La libertà religiosa per gli arbëresh
L’organizzazione episcopale esistente
in Sicilia nella seconda metà del Quattrocento, quando cominciarono ad arrivare
gli arbëresh risaliva alla fine del ’200 e si mantenne pressoché immutata fino
all’inizio dell’800, con le tre sedi arcivescovili
--di Palermo (con le suffraganee di
Agrigento, Mazara e Malta),
--di Messina (suffraganee Cefalù e
Patti)
--e di Monreale (suffraganee
Catania e Siracusa).
I due quasi-vescovati erano
---l’abbazia di S. Lucia del Mela
(appannaggio del cappellano maggiore del regno, titolare della giurisdizione
sul clero palatino)
---e l’archimandrato del SS.mo
Salvatore di Messina (monastero-capo delle abbazie basiliane, concentrate nella
Sicilia nord-orientale, con giurisdizione su una dozzina di piccoli centri e
casali),
che ricevettero l’equiparazione alla dignità episcopale tra il 1602 e
il 1616, la prima, e nel 1635, il secondo.

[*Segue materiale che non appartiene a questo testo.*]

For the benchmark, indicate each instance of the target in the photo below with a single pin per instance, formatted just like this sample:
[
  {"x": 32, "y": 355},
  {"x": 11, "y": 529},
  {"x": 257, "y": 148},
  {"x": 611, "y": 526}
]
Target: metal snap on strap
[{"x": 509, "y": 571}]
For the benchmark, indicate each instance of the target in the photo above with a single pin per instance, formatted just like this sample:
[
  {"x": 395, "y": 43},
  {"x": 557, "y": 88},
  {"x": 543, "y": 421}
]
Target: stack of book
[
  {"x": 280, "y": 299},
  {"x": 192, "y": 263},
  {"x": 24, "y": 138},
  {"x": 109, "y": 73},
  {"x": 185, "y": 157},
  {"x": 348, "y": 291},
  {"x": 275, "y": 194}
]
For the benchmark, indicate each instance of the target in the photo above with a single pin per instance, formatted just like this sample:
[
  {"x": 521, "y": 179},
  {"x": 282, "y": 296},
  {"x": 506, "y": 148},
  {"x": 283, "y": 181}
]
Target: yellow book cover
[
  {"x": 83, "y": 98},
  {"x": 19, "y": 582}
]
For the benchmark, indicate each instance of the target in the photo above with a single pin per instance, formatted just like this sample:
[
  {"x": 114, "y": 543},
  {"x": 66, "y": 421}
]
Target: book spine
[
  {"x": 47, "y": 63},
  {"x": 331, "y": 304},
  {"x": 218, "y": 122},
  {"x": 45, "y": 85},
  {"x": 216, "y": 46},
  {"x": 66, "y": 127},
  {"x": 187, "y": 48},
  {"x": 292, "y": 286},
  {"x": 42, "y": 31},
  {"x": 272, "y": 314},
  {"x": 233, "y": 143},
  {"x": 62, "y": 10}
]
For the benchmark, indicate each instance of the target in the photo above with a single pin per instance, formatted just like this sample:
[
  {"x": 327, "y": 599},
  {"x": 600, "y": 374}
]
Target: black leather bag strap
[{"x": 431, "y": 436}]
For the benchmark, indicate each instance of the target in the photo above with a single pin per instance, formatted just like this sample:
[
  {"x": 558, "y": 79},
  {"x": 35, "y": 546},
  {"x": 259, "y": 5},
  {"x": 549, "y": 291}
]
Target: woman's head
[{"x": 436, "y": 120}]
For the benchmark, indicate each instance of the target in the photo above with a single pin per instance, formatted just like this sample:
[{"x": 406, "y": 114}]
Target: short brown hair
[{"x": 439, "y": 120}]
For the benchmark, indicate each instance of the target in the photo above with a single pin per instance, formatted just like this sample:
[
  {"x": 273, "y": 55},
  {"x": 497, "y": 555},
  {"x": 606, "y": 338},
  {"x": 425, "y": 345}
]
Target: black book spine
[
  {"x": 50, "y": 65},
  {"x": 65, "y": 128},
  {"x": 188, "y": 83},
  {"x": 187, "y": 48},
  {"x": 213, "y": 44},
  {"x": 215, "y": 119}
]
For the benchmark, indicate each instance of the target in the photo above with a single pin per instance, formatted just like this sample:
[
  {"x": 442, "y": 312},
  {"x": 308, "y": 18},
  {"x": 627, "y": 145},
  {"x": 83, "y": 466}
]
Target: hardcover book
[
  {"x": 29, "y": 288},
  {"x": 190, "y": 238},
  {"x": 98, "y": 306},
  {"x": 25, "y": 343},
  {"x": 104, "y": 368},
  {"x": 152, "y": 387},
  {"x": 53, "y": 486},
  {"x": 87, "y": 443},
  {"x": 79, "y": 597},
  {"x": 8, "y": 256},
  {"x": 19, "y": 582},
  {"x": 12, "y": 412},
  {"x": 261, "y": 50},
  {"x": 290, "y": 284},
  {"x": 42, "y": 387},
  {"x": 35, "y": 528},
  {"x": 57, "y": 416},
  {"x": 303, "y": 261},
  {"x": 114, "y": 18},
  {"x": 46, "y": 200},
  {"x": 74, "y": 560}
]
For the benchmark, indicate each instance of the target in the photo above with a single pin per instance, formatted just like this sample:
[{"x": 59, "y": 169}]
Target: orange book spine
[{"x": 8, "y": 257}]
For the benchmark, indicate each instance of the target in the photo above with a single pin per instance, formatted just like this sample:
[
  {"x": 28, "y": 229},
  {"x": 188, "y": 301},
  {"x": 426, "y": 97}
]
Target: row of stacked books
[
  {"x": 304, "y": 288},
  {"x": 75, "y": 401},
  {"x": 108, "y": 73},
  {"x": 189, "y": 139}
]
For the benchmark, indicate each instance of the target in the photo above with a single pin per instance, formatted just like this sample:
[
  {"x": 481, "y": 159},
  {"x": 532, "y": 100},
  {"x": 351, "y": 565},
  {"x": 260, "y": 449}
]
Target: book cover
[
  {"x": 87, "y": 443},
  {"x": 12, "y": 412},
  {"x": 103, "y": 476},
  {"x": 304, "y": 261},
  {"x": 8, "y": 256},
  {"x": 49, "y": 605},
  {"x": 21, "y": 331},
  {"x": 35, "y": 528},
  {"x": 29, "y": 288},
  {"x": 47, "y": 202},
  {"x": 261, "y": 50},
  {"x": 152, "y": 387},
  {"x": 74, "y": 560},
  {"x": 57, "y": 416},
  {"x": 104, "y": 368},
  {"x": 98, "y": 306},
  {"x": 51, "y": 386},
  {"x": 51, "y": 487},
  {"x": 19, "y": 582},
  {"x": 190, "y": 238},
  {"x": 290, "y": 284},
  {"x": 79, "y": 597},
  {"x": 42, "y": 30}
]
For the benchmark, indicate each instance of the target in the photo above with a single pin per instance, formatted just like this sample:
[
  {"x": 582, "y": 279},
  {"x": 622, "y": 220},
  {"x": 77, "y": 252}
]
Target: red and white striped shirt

Gli arbëresh di Sicilia furono da prima -nella fase iniziale del loro arrivo in Sicilia- sottoposti ai vescovi ortodossi nominati dal patriarcato di Ocrida (odierna Macedonia) aventi giurisdizione su tutta l'Italia, ma dopo il Concilio di Trento furono (d'ufficio) frammentati: quelli di Piana sotto il Vescovo romano di Monreale, quelli di Contessa e Palazzo Adriano sotto il vescovo romano di Agrigento quelli di Mezzojuso sotto il vescovo di Palermo.